The first-ever announcement of a national divestment move — the government of Norway’s decision to divest from coal — represents a giant step in the fossil fuel shutoff movement. Last June, the UN urged Norway to shut down its coal mining operations on the Svalbard Arctic archipelago. The nation has just trumped that request.

Here’s the extent to which Norway divests from coal: 14 coal mining companies, a coal-fired electricity generator, five tar sands oil producers, and two cement makers, not to mention 16 environmentally damaging coal mining operations (deforestation) and two mountaintop-removal coal outfits in the US.

Sam Bliss at Grist has a few caveats about Norway’s decisionmaking, however, including North Sea oil (the source of Norway’s great wealth), a Guardian report that about 5% of the country’s $850 billion portfolio still remains in fossil fuel companies, and WWF’s observation that consumption in Norway drives emissions in the developing world. Norway divests from coal, but does not use the resource. The nation itself gets most of its electric power from hydro plants, with smaller sources being thermal and wind.

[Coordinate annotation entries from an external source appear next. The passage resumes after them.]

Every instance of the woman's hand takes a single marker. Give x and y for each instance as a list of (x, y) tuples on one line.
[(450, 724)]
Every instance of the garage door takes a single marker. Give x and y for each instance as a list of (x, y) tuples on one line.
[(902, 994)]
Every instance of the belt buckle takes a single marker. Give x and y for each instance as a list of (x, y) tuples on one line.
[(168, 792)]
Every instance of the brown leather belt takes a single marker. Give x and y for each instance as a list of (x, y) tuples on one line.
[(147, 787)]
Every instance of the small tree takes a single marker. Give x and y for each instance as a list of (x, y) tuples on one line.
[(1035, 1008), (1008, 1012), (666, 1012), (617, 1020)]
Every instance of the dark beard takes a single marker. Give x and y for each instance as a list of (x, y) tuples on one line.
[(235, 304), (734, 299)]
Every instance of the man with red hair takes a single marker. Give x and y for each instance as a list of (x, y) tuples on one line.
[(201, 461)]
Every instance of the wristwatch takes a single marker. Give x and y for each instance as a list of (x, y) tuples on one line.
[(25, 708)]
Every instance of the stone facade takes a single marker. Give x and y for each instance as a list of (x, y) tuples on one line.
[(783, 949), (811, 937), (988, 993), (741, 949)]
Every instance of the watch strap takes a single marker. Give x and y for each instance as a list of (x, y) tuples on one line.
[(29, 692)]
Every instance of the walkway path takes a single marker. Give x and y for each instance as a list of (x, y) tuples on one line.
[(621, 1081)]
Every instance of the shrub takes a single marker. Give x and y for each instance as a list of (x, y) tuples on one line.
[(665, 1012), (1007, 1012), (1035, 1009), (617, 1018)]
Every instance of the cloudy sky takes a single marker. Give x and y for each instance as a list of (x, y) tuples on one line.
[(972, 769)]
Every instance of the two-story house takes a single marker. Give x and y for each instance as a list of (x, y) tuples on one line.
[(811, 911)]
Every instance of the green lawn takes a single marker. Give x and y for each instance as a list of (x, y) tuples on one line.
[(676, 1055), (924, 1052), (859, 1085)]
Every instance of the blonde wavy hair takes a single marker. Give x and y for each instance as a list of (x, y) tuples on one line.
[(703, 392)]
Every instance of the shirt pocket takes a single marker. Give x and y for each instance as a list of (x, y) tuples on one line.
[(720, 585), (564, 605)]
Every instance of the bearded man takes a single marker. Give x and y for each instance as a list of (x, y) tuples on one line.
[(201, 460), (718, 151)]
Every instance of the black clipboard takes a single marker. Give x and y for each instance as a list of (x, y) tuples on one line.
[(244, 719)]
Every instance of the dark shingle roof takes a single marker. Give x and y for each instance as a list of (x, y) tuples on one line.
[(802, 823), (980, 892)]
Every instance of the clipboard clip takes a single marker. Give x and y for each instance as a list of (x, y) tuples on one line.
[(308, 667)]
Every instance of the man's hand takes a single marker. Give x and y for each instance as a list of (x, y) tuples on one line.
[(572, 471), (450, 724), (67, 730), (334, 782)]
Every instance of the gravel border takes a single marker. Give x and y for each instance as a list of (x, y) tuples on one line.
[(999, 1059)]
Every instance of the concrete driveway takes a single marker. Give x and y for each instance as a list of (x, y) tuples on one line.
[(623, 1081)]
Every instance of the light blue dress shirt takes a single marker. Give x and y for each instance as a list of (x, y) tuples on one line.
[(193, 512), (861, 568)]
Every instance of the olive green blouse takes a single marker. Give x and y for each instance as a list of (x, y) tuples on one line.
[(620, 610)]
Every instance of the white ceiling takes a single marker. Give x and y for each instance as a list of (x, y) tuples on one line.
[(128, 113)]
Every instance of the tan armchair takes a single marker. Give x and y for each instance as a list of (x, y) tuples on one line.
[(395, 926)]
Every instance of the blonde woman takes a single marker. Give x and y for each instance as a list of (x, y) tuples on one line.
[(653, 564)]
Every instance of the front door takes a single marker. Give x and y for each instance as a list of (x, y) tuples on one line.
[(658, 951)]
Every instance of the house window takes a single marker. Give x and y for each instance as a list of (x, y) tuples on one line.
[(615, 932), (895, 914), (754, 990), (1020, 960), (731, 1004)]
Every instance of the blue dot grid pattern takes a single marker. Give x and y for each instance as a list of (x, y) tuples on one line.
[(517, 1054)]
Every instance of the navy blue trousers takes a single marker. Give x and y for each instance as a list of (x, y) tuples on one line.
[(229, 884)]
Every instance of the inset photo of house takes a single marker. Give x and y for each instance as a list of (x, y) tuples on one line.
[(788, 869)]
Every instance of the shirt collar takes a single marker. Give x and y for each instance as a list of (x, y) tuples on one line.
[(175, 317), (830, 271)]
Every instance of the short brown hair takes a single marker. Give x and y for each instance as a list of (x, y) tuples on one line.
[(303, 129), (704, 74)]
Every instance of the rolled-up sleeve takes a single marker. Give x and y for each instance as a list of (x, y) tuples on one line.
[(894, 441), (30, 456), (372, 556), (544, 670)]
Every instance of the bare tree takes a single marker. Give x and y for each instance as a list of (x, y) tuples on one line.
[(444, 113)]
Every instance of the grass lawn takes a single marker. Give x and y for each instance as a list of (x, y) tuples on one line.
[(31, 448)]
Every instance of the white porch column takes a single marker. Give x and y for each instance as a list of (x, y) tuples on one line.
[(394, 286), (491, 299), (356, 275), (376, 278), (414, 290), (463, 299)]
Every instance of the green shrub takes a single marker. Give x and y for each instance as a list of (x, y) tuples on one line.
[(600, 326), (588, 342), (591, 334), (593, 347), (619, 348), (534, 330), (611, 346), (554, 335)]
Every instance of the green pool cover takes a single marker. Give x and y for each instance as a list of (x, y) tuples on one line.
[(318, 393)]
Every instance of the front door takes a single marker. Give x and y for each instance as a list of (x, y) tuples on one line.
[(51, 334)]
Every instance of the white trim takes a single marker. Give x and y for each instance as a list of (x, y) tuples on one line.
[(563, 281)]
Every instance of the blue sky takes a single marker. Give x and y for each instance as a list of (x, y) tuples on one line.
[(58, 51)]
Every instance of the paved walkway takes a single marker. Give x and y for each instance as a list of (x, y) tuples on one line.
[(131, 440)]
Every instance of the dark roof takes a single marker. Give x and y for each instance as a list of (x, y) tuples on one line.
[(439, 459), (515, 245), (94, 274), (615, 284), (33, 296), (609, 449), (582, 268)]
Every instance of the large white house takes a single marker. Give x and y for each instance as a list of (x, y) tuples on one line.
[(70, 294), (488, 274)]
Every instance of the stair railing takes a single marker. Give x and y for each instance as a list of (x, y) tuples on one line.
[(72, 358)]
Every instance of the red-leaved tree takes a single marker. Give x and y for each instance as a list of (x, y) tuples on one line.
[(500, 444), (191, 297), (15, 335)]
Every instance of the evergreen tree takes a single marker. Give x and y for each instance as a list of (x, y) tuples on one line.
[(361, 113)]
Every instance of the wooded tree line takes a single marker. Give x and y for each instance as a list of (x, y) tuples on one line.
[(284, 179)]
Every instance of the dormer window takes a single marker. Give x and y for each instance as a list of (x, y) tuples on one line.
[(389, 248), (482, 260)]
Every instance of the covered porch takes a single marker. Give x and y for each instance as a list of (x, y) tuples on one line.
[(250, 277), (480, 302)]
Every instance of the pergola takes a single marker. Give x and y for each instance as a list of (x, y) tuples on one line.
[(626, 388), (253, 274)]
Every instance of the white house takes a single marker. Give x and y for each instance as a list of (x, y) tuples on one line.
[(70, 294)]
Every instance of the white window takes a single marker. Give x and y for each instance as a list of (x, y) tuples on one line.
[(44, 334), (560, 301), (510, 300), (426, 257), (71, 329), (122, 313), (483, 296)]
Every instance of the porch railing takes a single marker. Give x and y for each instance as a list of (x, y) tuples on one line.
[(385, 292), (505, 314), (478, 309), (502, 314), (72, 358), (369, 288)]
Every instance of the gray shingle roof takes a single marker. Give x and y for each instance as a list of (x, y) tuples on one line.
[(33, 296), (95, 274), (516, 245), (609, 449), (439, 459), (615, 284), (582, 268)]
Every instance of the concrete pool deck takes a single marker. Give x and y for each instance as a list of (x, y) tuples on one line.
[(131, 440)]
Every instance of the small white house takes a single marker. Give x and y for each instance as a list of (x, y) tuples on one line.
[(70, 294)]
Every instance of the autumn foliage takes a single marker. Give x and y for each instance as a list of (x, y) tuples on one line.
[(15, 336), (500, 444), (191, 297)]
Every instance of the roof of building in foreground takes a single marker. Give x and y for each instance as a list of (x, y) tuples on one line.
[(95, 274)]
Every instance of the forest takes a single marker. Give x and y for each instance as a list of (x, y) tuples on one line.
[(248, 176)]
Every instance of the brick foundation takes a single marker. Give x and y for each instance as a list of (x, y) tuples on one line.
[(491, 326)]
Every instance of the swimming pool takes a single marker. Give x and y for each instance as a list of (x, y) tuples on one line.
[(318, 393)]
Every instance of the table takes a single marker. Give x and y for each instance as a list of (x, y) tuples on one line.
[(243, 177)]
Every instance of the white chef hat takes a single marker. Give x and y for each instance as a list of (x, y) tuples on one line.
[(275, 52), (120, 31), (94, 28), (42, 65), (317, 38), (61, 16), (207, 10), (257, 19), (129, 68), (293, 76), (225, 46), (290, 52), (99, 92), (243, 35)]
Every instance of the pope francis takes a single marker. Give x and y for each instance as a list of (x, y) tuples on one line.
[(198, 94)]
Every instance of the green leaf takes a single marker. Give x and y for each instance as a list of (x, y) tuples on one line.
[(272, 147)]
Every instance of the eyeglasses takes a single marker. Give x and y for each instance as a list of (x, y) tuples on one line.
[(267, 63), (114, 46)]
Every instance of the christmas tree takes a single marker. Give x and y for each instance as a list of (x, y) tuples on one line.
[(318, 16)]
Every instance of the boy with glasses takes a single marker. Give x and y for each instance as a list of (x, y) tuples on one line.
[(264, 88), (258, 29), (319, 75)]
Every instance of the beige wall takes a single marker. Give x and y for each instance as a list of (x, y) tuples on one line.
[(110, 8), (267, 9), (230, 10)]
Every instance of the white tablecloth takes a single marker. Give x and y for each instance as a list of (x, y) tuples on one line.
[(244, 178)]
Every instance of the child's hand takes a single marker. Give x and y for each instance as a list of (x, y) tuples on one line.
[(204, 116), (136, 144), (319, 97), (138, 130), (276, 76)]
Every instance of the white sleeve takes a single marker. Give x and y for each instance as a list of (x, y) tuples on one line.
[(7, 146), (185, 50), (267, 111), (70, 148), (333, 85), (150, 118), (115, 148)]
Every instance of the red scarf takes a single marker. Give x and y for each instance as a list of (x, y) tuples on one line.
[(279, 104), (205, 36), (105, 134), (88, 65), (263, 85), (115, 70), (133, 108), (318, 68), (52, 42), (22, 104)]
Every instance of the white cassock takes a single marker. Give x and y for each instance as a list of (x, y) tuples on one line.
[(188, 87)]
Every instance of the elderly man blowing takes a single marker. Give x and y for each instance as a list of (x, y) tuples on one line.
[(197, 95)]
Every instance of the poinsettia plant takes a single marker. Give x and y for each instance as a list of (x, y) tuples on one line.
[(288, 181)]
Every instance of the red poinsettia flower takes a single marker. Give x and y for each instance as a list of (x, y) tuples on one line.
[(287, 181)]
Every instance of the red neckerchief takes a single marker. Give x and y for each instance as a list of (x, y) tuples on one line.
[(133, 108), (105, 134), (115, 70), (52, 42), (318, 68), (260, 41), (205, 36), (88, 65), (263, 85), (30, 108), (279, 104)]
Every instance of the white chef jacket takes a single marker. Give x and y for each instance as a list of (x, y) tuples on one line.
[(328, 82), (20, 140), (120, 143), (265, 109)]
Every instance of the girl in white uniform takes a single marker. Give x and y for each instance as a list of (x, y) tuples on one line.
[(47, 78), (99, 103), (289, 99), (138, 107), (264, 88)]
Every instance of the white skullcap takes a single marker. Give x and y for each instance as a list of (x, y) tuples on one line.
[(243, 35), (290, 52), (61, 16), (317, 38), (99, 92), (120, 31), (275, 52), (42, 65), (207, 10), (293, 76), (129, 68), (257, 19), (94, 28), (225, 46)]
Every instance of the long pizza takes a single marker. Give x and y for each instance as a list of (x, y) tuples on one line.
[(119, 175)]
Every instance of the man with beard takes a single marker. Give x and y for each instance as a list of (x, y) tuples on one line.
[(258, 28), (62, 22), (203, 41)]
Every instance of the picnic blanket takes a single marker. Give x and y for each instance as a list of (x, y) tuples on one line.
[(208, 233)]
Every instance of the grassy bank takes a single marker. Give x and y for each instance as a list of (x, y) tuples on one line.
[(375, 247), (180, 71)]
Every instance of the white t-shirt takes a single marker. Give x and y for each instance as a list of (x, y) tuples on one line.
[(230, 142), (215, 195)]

Mike Roddy, author/researcher and owner of Pacific Energy Management, an environmental research and energy management company in Yucca Valley, California, comments:

There is already a methodology in place to calculate national emissions based on domestic product consumption as well as local fossil fuel burning. Countries do not employ it, since for some reason domestic sectors such as retail (think Walmart) and lumber… trump domestic emissions data. This could easily be changed, and much of the data is publicly available. Our ‘green’ organizations are too lazy and conflicted to dig it up and broadcast it, unfortunately.

In context, Bliss also mentions the research letter Christophe McGlade and Paul Elkins of University College London published in Nature last month that calculated only a 50-50 chance of limiting global warming to 2 degrees C if we leave 82% of the world’s coal reserves in the ground and stop mining the Alberta tar sands by 2020.

Norway’s own Statoil, source of its massive wealth, is one of the largest oil companies in the world, with global operations extending to the Arctic. The Norwegian sovereign wealth fund, largest in the world, is $860 billion ($170,000 per citizen). The government owns two-thirds of the company. It also carbon-taxes all of Statoil’s drilling receipts.

Quartz, the digitally native news outlet founded in 2012, quotes Jamie Henn, cofounder of 350.org, as noting that as Norway divests from coal, this is the first time a country has officially divested for environmental and climate change reasons.

On Wednesday, Norway announced its early pledge to the 2015 Paris UN climate agreement (COP 21). It will cut greenhouse gas emissions by at least 40% compared to 1990 levels by 2030. Although the Scandinavian state is not part of the European Union, its pledge matches the EU target. China and the United States have also presented pledges, although not yet formally. The UN has set a March date for commitments. Some nations may not comply until later in the year, during the Paris talks, or afterward.